Well, Loved Ones, I have waiting on my desk an important and thoughtful question about phone etiquette.
|By important you know she means something she is already just itching to complain about.|
But it will have to wait because some people around here seem to think that once you start a home improvement project you should actually stick with it and finish it instead of working until you are bored and leaving it half done for weeks. Sheesh, some people are so picky.
|Oh yeah, faking being pooped can get you out of spending time with your kids or pets but just try using it to get out of DIY stuff.
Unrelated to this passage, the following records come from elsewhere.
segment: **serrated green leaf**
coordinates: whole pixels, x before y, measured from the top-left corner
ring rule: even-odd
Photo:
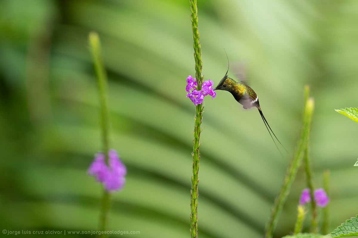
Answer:
[[[335,109],[335,111],[358,122],[358,109],[354,107],[346,107],[344,109]]]
[[[358,159],[357,159],[357,161],[355,162],[355,163],[353,166],[358,166]]]
[[[342,223],[331,234],[332,237],[358,236],[358,215]]]
[[[286,236],[282,238],[322,238],[323,236],[314,233],[299,233],[294,236]]]

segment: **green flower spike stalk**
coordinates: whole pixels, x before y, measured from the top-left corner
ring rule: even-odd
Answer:
[[[106,163],[108,165],[110,122],[107,98],[107,75],[103,66],[100,38],[97,33],[91,32],[90,33],[89,42],[90,51],[93,62],[95,73],[99,91],[103,151],[105,152]],[[111,194],[103,189],[100,217],[99,229],[101,231],[107,230],[107,223],[111,207]],[[103,234],[101,236],[104,237],[106,236],[106,234]]]
[[[323,171],[323,189],[329,197],[329,171],[325,169]],[[323,208],[323,221],[322,225],[322,233],[327,234],[329,226],[329,203]]]
[[[197,90],[202,89],[203,84],[203,76],[202,75],[202,68],[203,63],[201,59],[201,49],[199,42],[199,32],[198,29],[198,7],[196,0],[190,0],[190,10],[191,15],[190,18],[192,21],[192,28],[193,29],[193,39],[194,40],[194,59],[195,60],[195,75],[198,84]],[[196,106],[196,112],[194,117],[194,139],[193,140],[193,175],[192,176],[192,189],[190,191],[191,201],[190,203],[190,233],[192,238],[198,237],[198,197],[199,189],[198,183],[199,182],[198,173],[199,169],[199,160],[200,153],[200,132],[201,131],[202,121],[203,120],[203,112],[204,106],[202,104]]]
[[[272,238],[274,231],[277,224],[279,217],[282,211],[284,204],[290,193],[290,189],[293,183],[302,160],[302,154],[307,147],[308,135],[312,121],[314,106],[313,99],[309,97],[309,89],[305,88],[305,106],[303,112],[303,121],[300,139],[296,147],[294,156],[287,168],[286,174],[280,193],[275,201],[268,221],[266,226],[265,237]]]
[[[305,211],[305,206],[302,205],[297,206],[297,220],[295,225],[295,231],[294,234],[297,235],[302,232],[303,221],[305,219],[305,216],[306,212]]]
[[[308,140],[307,143],[308,144]],[[313,180],[312,177],[312,168],[311,167],[310,161],[308,157],[308,145],[305,150],[305,153],[303,156],[304,163],[306,171],[306,176],[307,179],[307,187],[309,188],[310,196],[311,197],[311,207],[312,208],[312,217],[311,221],[311,232],[316,233],[317,227],[317,206],[316,206],[313,193],[314,192],[314,186],[313,186]]]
You got time to faint, you got time to paint!|
But Helen is nothing if not flexible.
|I am in her underwater-bowling-yoga class. Trust me, Helen in NOT flexible.|
Okay, then how about this - Helen is prepared for any eventuality.
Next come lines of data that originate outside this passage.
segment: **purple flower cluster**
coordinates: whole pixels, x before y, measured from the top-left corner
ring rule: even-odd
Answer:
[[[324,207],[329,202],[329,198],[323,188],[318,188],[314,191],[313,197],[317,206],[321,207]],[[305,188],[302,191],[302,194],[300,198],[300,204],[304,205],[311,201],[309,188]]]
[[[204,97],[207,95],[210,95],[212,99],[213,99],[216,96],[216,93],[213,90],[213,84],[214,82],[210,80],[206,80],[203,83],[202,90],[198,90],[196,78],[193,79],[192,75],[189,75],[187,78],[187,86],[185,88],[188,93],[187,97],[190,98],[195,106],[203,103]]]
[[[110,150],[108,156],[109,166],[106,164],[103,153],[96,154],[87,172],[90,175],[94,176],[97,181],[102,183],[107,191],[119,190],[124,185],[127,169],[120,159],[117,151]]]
|Head dress, bikini, ice skates, Elvis Impersonator - yep, we're ready for anything!|
And has some fun stuff to
show off no, that was right, Helen is clearly
showing off and when you see what I’ve found the last couple of weeks you will
turn green with envy.
|Instead of turning green from eating your mother in law's cooking!|
I don’t even know where to start – with this?
|Recipe box and itty bitty travel iron. They just made me happy, probably because I neither cook nor iron, so they don't represent work to me!|
|Glove drying hangers. I mean, can a girl ever have too many of those?|
Or… what is this? A creamer with two tipsy gents?
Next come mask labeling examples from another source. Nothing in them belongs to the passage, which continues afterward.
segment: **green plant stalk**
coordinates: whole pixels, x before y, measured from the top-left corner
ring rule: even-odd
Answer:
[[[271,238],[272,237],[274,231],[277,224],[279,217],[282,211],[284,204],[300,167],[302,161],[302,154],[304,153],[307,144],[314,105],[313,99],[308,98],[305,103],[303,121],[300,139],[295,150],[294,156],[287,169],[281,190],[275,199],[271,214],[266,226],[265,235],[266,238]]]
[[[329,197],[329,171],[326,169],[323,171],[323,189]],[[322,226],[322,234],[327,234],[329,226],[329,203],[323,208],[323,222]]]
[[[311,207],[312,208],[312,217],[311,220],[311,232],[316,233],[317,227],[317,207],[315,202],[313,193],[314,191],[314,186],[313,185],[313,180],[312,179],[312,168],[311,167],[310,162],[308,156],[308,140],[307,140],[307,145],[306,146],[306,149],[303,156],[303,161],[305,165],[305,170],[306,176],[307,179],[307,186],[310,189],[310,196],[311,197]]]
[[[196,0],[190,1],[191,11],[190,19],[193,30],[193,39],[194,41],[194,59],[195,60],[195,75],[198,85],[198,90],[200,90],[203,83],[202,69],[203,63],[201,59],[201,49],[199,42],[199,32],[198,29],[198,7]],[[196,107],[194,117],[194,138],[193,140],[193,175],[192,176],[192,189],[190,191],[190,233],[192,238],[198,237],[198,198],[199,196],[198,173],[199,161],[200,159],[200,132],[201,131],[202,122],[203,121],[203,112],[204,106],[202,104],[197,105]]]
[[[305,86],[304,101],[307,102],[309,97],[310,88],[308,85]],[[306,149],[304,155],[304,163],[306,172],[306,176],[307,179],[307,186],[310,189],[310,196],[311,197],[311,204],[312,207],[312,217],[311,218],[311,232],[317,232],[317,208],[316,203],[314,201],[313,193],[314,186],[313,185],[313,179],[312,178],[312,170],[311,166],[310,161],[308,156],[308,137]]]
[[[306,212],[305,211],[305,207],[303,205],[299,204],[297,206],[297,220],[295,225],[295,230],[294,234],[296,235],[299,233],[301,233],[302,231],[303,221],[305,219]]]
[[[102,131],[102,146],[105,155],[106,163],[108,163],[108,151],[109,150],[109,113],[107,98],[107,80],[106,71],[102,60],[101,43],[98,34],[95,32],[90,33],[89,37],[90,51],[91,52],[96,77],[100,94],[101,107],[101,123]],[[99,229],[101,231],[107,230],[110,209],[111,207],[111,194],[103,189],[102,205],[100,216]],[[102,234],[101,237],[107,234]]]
|It makes Helen want to use it for cream when serving coffee to people with hangovers.|
Helen has no clue where to begin but she does have a big finish!
I cannot believe I found this –
|No, your eyes are not deceiving you. MINT condition 1957 Montgomery Ward Catalog.|
Green yet? Then my work is done. Actually, it’s only half done. UGH. If only it was 1957 and I had $89.50 a month
I’d be outta here so fast no one would ever catch me and make me finish what I started – unless it was my Margarita!